From his bold title on, Patrick A. Lewis sets out to provide a case study of the depth of proslavery sentiment in the Bluegrass and how that intersected with the idea that remaining in the Union was the most viable way to preserve slavery. The story of proslavery Unionist Benjamin Buckner exemplifies the complex relationship between Kentucky, slavery, and the coming of the Civil War. A slaveholder betrothed to the daughter of avowed secessionists, Buckner nonetheless stood against secession and even chose to don the uniform of the Union. As Lewis notes, proslavery Union soldiers may have been a small minority in the whole of the North, but in Kentucky they were a formidable majority once the initial flood of Confederate Kentuckians headed south. Proslavery Unionists controlled state politics during the war, electing Thomas Bramlette governor in 1863 [End Page 78] and soundly rejecting the re-election of President Lincoln in 1864. Of course by then the world these proslavery voters and leaders had hoped to protect had begun to crumble, starting with the federal confiscation acts and culminating with the Emancipation Proclamation and the recruitment of enslaved Kentuckians for the ranks of the United States Colored Troops.

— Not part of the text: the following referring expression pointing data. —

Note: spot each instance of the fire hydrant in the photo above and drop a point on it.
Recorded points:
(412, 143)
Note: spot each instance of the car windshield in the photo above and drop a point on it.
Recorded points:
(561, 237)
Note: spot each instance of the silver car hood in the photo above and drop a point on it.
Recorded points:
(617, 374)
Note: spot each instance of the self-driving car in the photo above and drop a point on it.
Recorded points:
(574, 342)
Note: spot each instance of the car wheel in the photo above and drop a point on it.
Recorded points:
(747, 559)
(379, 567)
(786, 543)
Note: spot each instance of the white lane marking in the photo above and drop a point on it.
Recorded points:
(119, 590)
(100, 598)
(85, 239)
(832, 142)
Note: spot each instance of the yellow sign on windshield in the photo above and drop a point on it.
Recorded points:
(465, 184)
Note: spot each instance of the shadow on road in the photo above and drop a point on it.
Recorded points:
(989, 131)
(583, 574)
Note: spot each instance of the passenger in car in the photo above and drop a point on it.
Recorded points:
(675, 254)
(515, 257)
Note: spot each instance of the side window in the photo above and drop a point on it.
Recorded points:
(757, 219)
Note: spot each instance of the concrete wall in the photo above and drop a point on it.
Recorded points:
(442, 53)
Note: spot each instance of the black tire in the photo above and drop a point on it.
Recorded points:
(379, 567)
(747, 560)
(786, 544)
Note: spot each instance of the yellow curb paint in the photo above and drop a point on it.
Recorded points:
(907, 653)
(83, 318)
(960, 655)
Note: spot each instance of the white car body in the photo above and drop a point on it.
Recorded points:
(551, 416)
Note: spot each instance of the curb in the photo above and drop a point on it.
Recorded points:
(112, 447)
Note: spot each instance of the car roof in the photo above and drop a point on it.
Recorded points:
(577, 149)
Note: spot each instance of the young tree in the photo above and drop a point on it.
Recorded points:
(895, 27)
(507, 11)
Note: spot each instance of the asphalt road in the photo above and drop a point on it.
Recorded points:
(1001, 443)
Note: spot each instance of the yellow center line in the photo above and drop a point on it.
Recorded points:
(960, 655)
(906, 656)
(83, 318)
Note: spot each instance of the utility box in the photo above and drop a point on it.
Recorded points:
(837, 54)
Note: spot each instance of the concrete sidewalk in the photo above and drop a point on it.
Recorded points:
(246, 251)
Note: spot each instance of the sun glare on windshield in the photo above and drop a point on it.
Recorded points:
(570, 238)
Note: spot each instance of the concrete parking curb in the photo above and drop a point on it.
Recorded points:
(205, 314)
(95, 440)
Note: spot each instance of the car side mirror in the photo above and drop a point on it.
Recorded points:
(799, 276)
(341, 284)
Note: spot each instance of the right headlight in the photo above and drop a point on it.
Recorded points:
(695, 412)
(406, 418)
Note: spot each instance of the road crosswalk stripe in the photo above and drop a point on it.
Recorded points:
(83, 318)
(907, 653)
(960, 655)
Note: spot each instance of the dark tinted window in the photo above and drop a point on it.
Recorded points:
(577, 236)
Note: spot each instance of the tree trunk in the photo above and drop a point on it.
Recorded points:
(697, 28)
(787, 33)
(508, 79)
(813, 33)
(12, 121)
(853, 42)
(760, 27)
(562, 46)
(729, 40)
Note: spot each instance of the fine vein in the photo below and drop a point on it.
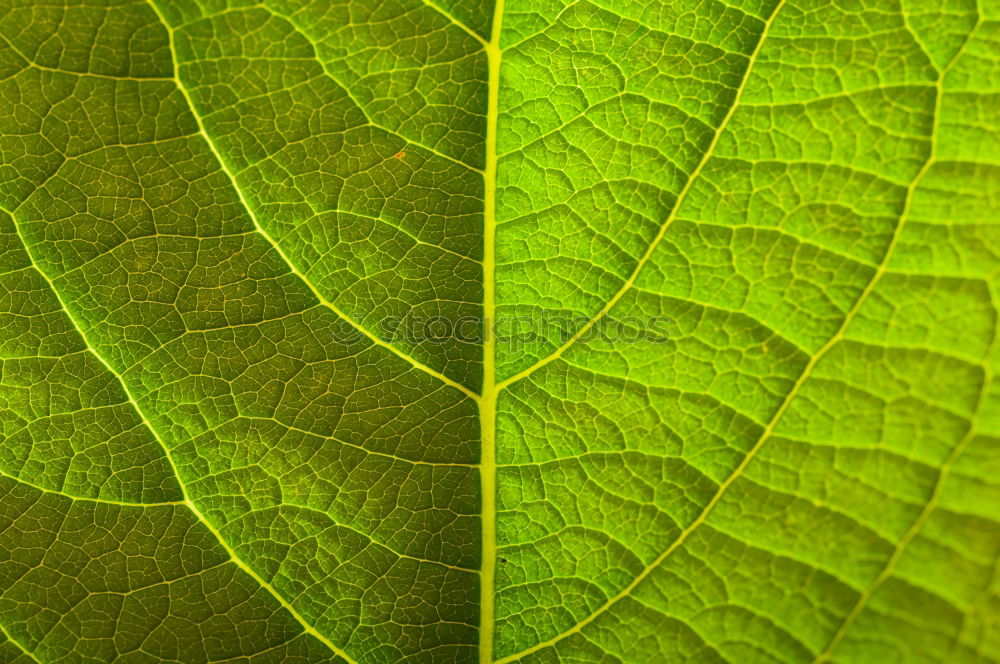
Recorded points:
(488, 404)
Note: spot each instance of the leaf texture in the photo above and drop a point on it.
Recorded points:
(716, 285)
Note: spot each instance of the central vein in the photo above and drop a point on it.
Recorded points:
(488, 402)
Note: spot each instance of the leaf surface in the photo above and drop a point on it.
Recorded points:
(543, 331)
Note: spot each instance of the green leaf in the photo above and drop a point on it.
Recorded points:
(551, 331)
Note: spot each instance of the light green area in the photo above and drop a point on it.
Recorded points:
(213, 448)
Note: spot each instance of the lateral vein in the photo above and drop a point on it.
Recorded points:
(685, 190)
(277, 248)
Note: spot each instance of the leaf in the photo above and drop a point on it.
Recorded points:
(438, 331)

Lewis utilized a wide array of sources, particularly the archival collections housed in the Margaret I. King Library (University of Kentucky), major Kentucky newspapers from the era, extensive printed and edited primary sources, and an impressive bibliography of books, articles, theses, and dissertations. Specifically, the letters Buckner wrote to his fiancée, Helen, provided Lewis great insight into Buckner’s thoughts and feelings about shifting federal policy during the war. The young white slaveholder went to war to prove he was an appropriately masculine person of honor. Thus, even though he chose the Union, he endeavored to demonstrate to his fiancée and her family that he was a worthy match. But both the expansion of federal confiscation power and the reality of wartime opportunities for enslaved people to seek freedom in ever greater numbers left Buckner and other proslavery Unionists increasingly powerless to protect their interests and, indeed, the very foundation of their prewar world.

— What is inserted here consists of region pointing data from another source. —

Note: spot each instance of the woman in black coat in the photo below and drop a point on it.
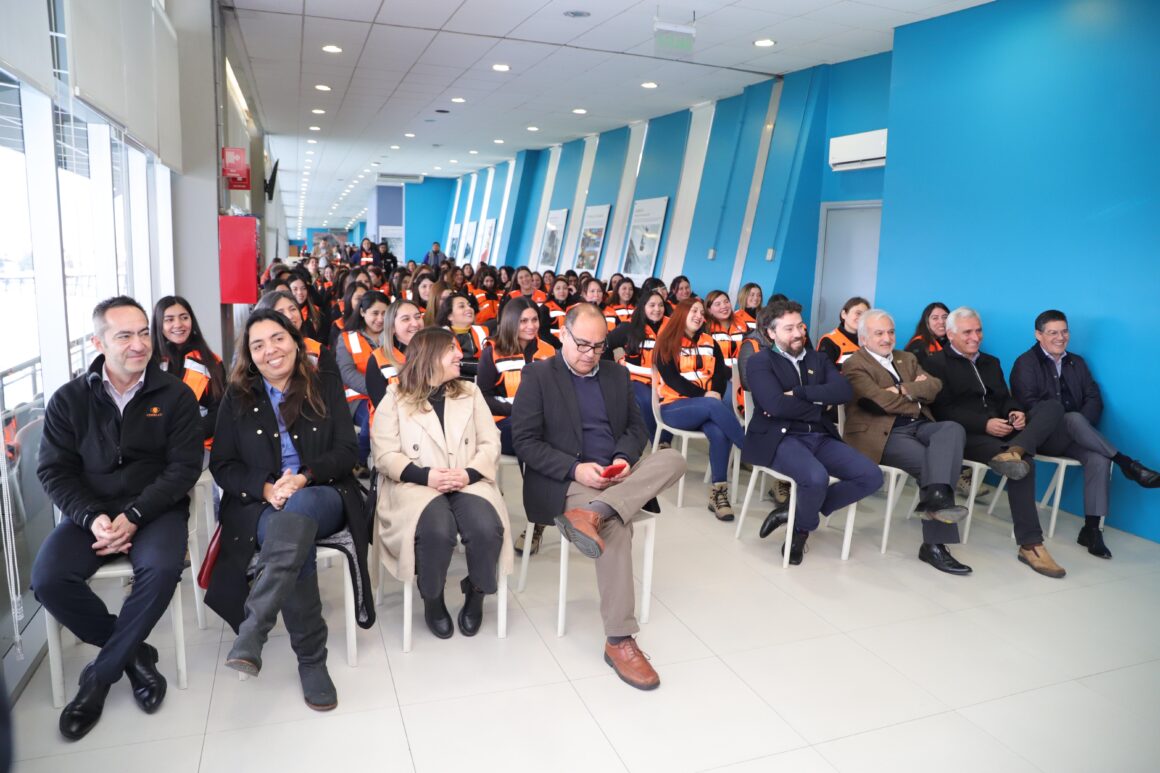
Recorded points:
(283, 454)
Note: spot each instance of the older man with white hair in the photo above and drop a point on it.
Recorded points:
(999, 432)
(890, 421)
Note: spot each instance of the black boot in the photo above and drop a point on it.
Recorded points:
(147, 683)
(289, 537)
(797, 547)
(82, 714)
(302, 613)
(1092, 537)
(439, 619)
(471, 616)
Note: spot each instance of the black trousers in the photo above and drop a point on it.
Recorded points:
(1041, 423)
(446, 518)
(66, 561)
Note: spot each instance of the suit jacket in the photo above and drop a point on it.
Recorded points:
(870, 417)
(963, 397)
(546, 434)
(770, 375)
(1034, 380)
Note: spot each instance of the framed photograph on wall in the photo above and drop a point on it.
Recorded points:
(644, 238)
(552, 240)
(592, 237)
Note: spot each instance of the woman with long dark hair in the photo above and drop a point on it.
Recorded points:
(693, 380)
(181, 349)
(282, 455)
(436, 491)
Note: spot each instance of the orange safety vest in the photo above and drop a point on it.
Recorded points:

Based on these letters, Lewis argues that Lincoln’s Preliminary Emancipation Proclamation led directly to Buckner’s decision to resign his commission and return home to address the political and social ramifications of the document. While the Proclamation technically freed no Kentuckians, it did serve notice that the tone of the war had changed and that, henceforth, loss of slave property would be the ultimate cost of rebellion. Such an executive order, even in the midst of a war to suppress rebellion, sent shock waves through Kentucky’s proslavery Unionist ranks. Instead of joining the collapsing Confederacy, proslavery Unionists like Buckner welcomed home former adversaries and openly defied the Lincoln administration’s wartime policies. White Kentuckians refused to ratify the Thirteenth, Fourteenth, and Fifteenth Amendments; they fought in court and on [End Page 79] the ground with, respectively, lawyers and firearms to prevent even a modicum of postemancipation racial equality.